Droits successoraux et pactes de préférence: quand les contrats l’emportent sur les héritiers 

Droits successoraux et pactes de préférence: quand les contrats l’emportent sur les héritiers 

Dans Viel c. Entreprises immobilières du terroir Ltée, la Cour d’appel du Québec s’est penchée sur la force exécutoire d’un pacte de préférence et sur le transfert de droits successoraux relatifs à un immeuble. La question centrale était de savoir si le bénéficiaire du pacte pouvait exiger l’exécution en nature, malgré les transactions intervenues et l’entrée en vigueur du nouveau Code civil du Québec. Le raisonnement de la Cour reposait sur l’application des principes contractuels liés aux parts successorales, sur les règles transitoires et sur la distinction entre la nullité et l’inopposabilité. 

Le pacte de préférence avait été consenti en 1973 et stipulait expressément qu’il s’appliquait non seulement au bénéficiaire initial, mais également à ses héritiers et représentants. La Cour a souligné qu’en vertu de l’article 1030 du Code civil du Bas‑Canada, les stipulations contractuelles sont présumées s’étendre aux héritiers, à moins que le contraire ne soit exprimé. Les juges ont conclu que le droit n’était pas intuitu personae — une obligation strictement personnelle fondée sur les qualités, l’identité ou la confiance particulière envers une personne — et pouvait donc être valablement cédé. Cette interprétation a été renforcée par le libellé explicite du pacte et par la cession subséquente des droits, qui a transféré l’avantage du bénéficiaire à un tiers. 

Le litige nécessitait un examen attentif du droit transitoire. La Cour a invoqué l’article 1397 C.c.Q., qui prévoit que les contrats conclus en violation d’une promesse de contracter ou d’un pacte de préférence demeurent opposables au bénéficiaire, dont le recours se limite à une action en dommages‑intérêts. Toutefois, la Cour a insisté sur le fait que tous les faits générateurs, y compris le pacte, les ventes et les transactions successorales, étaient antérieurs à l’entrée en vigueur du nouveau Code. Elle a rappelé que la Loi sur l’application de la réforme du Code civil établit que les obligations et la responsabilité civile sont régies par la loi en vigueur au moment de l’acte, de sorte que l’ancien droit s’appliquait et permettait l’exécution en nature.
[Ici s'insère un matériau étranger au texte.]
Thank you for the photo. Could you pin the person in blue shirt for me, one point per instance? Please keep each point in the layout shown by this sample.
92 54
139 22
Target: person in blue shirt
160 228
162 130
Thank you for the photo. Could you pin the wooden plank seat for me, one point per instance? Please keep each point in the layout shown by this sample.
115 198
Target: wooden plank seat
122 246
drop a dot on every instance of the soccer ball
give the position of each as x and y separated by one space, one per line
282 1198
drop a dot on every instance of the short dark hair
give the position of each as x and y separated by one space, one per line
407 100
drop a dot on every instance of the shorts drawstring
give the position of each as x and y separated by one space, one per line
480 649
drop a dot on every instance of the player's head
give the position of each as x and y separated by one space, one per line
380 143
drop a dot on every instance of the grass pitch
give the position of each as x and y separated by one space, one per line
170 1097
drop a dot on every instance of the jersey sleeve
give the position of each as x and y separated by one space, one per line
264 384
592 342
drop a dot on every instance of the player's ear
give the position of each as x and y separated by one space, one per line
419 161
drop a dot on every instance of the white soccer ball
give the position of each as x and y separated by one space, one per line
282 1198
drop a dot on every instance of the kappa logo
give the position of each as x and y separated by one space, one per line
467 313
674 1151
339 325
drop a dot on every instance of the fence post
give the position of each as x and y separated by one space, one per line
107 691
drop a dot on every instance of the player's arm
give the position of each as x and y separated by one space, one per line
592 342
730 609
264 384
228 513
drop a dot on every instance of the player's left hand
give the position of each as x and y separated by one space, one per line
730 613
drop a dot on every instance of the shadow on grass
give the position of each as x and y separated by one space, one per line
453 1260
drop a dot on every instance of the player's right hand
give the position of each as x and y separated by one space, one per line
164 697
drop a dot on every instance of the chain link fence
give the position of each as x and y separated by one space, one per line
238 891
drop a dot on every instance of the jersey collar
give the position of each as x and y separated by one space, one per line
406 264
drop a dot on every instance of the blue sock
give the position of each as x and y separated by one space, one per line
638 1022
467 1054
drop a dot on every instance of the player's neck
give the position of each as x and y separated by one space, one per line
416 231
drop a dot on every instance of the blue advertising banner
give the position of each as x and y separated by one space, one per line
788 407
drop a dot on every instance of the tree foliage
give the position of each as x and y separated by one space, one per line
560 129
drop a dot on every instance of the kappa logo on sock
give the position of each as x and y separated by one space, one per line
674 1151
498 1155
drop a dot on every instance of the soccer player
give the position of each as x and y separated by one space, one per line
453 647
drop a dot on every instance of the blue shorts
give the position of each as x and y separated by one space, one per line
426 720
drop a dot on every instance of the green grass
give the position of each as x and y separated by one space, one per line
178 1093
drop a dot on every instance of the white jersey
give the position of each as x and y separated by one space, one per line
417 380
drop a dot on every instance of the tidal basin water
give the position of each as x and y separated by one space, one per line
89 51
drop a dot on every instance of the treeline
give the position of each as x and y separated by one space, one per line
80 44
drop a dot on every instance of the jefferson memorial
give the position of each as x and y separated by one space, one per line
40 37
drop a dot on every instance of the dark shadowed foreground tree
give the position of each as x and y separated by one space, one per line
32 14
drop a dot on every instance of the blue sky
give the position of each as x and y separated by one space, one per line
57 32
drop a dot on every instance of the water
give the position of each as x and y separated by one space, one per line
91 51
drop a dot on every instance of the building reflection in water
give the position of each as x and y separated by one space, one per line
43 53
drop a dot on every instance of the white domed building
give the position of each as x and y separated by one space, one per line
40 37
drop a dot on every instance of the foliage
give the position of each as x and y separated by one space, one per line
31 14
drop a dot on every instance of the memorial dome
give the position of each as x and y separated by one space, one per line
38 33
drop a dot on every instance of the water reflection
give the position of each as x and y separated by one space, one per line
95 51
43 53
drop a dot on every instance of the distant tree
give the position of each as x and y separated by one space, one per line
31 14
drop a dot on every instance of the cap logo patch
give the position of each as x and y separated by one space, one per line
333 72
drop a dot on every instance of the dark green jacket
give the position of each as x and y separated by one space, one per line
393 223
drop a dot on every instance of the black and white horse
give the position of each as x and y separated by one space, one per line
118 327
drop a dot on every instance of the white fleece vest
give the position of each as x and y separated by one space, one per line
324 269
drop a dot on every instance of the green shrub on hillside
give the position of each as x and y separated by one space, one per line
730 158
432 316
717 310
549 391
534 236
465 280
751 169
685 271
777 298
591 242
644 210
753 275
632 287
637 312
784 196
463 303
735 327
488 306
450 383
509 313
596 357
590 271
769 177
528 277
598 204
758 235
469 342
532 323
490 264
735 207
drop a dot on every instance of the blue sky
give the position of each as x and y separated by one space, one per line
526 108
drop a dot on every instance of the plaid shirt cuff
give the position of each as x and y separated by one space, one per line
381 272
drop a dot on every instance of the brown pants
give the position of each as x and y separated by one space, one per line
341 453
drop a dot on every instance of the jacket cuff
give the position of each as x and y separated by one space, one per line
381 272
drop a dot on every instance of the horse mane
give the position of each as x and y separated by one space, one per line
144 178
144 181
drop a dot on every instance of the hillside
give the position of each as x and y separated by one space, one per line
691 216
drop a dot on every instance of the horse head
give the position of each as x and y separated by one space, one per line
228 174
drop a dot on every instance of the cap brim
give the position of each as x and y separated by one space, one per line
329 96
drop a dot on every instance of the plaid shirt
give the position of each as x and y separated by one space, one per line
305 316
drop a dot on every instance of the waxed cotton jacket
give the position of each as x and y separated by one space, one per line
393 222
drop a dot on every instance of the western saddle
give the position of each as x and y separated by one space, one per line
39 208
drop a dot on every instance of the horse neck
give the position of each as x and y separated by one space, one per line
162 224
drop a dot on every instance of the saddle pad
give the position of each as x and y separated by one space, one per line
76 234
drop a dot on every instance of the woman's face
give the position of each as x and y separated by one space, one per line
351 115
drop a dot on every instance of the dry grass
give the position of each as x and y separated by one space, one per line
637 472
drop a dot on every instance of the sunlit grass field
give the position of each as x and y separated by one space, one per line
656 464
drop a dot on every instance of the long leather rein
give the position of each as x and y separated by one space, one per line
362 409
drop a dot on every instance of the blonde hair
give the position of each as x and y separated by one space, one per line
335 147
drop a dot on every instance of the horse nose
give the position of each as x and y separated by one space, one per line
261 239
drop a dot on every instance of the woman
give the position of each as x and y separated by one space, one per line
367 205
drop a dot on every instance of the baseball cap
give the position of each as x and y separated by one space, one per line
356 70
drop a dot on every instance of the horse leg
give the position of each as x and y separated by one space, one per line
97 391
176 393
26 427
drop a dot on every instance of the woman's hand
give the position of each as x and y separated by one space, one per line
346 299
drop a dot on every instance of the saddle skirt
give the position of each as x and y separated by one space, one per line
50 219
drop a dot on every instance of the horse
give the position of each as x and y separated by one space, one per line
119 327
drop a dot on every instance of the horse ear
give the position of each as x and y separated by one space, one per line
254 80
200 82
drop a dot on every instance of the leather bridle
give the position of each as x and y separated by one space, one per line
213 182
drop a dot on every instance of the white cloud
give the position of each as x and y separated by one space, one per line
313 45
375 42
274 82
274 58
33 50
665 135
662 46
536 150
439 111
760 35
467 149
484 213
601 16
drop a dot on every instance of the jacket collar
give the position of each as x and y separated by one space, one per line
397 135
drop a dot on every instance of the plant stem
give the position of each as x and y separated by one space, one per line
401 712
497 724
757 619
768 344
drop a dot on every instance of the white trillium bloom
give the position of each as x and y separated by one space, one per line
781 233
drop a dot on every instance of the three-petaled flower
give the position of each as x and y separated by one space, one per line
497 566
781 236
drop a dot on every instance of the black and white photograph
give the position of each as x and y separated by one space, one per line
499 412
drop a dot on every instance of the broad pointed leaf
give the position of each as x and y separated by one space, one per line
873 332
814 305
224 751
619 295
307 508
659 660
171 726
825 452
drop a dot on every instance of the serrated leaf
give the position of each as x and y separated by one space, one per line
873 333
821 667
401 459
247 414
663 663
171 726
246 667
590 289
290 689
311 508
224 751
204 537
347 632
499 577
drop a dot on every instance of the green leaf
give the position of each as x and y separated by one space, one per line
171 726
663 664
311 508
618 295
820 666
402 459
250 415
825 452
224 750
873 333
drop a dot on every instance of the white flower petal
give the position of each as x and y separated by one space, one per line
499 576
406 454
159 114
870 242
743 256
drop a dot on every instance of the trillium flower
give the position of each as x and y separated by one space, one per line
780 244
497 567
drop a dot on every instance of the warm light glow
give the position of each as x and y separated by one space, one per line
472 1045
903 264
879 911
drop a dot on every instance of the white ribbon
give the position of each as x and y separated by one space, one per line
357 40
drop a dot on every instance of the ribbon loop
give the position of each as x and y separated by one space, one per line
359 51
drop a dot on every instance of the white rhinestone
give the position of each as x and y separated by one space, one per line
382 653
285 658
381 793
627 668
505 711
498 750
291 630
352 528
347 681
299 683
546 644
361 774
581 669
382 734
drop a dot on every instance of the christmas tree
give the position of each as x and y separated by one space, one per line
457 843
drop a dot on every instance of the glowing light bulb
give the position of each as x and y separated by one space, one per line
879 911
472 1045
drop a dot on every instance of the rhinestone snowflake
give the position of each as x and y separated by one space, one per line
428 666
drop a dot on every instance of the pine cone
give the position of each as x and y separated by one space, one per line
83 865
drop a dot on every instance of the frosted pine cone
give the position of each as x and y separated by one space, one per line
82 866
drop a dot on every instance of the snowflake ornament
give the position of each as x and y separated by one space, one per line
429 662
Les appelants ont tenté de s’appuyer sur les articles 7 et 9 de la Loi d’application pour soutenir que la loi nouvelle devait s’appliquer rétroactivement. La Cour a rejeté cet argument, précisant que l’article 7 vise les actes entachés de nullité, alors qu’il s’agissait ici d’une question d’inopposabilité. La jurisprudence citée par la Cour, notamment Re/max 2001 inc. c. El Hayek, a confirmé que l’inopposabilité ne frappe pas de nullité un contrat, mais le rend simplement inexécutoire à l’égard du demandeur. La doctrine du professeur Tancelin, Des obligations, contrats et responsabilité, a également été invoquée pour expliquer que l’action paulienne, désormais comprise comme une action en inopposabilité, laisse subsister le contrat entre les parties contractantes, mais empêche qu’il produise effet à l’égard du créancier lésé. 

La Cour a ensuite examiné si le jugement recherché était constitutif ou déclaratif de droits au sens de l’article 9 de la Loi d’application. En analysant des décisions telles que Entreprises Damath inc. v. Tremblay et Langevin v. Gestion François Cousineau inc., la Cour a distingué les jugements qui instituent de nouvelles situations juridiques de ceux qui se limitent à constater des droits existants.

Elle a conclu que l’action en passation de titre en l’espèce était déclarative, puisque tous les faits pertinents étaient antérieurs au nouveau Code et que le jugement ne créait pas une nouvelle réalité juridique, mais reconnaissait plutôt des droits déjà établis sous l’ancien droit. 

En définitive, la Cour a déclaré inopposable le transfert de droits successoraux de 1993 et a ordonné aux appelants de signer l’acte notarié de vente en faveur de l’intimée, à défaut de quoi l’arrêt lui‑même vaudrait titre. 

En conclusion, cet arrêt illustre l’importance du droit transitoire dans la pratique civile québécoise. Pour les clients, il démontre que des droits issus de stipulations contractuelles liées à la succession peuvent être préservés sous l’ancien droit, même après une réforme législative. Pour les praticiens, il met en lumière la nécessité de distinguer entre nullité et inopposabilité et d’analyser soigneusement si un jugement est déclaratif ou constitutif de droits. La décision renforce la stabilité en assurant que les droits contractuels acquis ne sont pas écartés par des changements législatifs ultérieurs.